For now, however, we are still ensnared in this world, with all its horror and delight, still being assailed by the slings and arrows of outrageous fortune, still being pulled this way and shoved that way by the needs and desires of our carnal bodies. If it wasn’t so funny, it would be terrible. But it is funny, really, the carrying on, the sturm und drang, the much ado about nothing, like a cosmic slapstick.
It helps; it really does, to immerse oneself in the myths. When things go awry, when suddenly we are reminded that ours is a fallen world, a whirlpool of suffering, a maelstrom of agony, a freezing Hell (unless you live in the tropics or in goddamn Iceland, where every home has free heat), it helps to meditate on the Great Goddess in her most honest of forms, as Kali, destroyer of even the Gods.
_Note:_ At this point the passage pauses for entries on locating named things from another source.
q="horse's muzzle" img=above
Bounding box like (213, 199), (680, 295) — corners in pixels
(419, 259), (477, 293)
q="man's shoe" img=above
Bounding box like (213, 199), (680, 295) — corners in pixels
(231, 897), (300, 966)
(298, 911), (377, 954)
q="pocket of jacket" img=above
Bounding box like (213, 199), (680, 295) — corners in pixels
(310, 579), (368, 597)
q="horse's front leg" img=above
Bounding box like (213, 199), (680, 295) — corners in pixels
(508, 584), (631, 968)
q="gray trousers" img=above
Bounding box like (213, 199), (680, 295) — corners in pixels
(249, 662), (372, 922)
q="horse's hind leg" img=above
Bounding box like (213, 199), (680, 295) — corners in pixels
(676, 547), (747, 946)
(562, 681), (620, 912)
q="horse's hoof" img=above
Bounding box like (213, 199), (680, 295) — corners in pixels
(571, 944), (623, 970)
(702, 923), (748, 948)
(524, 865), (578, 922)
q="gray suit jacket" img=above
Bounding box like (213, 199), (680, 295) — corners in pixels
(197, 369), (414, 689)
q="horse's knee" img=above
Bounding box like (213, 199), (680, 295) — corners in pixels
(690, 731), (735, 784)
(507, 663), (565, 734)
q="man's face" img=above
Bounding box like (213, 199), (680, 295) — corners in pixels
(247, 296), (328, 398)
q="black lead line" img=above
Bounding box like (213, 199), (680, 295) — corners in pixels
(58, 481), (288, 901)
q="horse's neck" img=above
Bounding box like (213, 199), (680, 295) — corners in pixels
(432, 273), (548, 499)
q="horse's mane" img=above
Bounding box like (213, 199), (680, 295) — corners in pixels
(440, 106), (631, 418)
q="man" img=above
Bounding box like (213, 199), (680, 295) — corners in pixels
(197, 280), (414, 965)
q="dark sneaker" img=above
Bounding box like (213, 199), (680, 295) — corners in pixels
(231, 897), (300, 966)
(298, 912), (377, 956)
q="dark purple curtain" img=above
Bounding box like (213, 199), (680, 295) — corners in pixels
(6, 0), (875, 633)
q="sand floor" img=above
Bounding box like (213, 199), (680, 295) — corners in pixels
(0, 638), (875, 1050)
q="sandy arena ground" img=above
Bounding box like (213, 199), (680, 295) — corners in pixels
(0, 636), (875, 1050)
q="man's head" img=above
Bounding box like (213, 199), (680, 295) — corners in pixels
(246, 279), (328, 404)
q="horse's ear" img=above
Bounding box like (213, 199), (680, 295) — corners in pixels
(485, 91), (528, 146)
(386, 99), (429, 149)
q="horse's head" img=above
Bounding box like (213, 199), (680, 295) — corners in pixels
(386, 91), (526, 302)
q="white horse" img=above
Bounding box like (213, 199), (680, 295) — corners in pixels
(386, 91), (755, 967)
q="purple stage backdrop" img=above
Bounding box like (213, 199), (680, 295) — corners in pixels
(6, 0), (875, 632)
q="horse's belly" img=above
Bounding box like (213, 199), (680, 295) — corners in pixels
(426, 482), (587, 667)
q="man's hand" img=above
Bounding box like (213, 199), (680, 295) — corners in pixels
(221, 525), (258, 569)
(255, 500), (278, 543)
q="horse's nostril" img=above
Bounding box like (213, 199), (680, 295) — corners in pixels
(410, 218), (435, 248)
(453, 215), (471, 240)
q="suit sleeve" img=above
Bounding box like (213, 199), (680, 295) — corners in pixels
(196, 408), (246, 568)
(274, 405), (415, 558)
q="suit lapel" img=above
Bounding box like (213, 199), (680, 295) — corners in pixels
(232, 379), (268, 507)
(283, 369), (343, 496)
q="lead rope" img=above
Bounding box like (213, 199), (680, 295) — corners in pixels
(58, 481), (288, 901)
And to know that she is past, present and future, and beyond those concepts as well.
Life is an awful thing, ain’t it? What can one do in such a reality, but laugh and plunge in? Of course we suffer, life is suffering. There’s nothing wrong with suffering. There’s no reason whatsoever why we should or must resist the pains of life. We are voluntary participants after all. Maybe we didn’t ask to be born, but we certainly are not being forced to continue to live. Suicide is an option.
Still, it isn’t an option I feel inclined toward today. In the morning I’ll call Southern States and order the minimum amount of oil they’ll deliver. I’ll drink coffee and see if I can reinstall that little piece that fell off the truck. I’ll get the sprat from school and see what she wants to do. Eventually, the house will be warm again and spring will prob’ly come sometime and then there’ll be flowers and butterflies and a new bike to teach the girl to ride and skateboards and lightning bugs, then summer and trips out to the woods to swim in creeks. I think I’ll actually take the girl on some overnight camping trips this year, maybe with a friend who is also a single dad with a small girl. We’ll roast marshmallows and not dogs and the girls will beg to be allowed to stay up later until they fall asleep in our laps. There are shows to play, recordings to record (maybe a cd inspired by/in homage to Kali), and mountains to climb and, of course, incarnations of the Great Goddess whose carnal bodies have needs and desires to be attended to.
The future is nigh upon us and there will be blood, but there will also be coffee, ambrosia and cunny juice. All things considered, I’ll take it.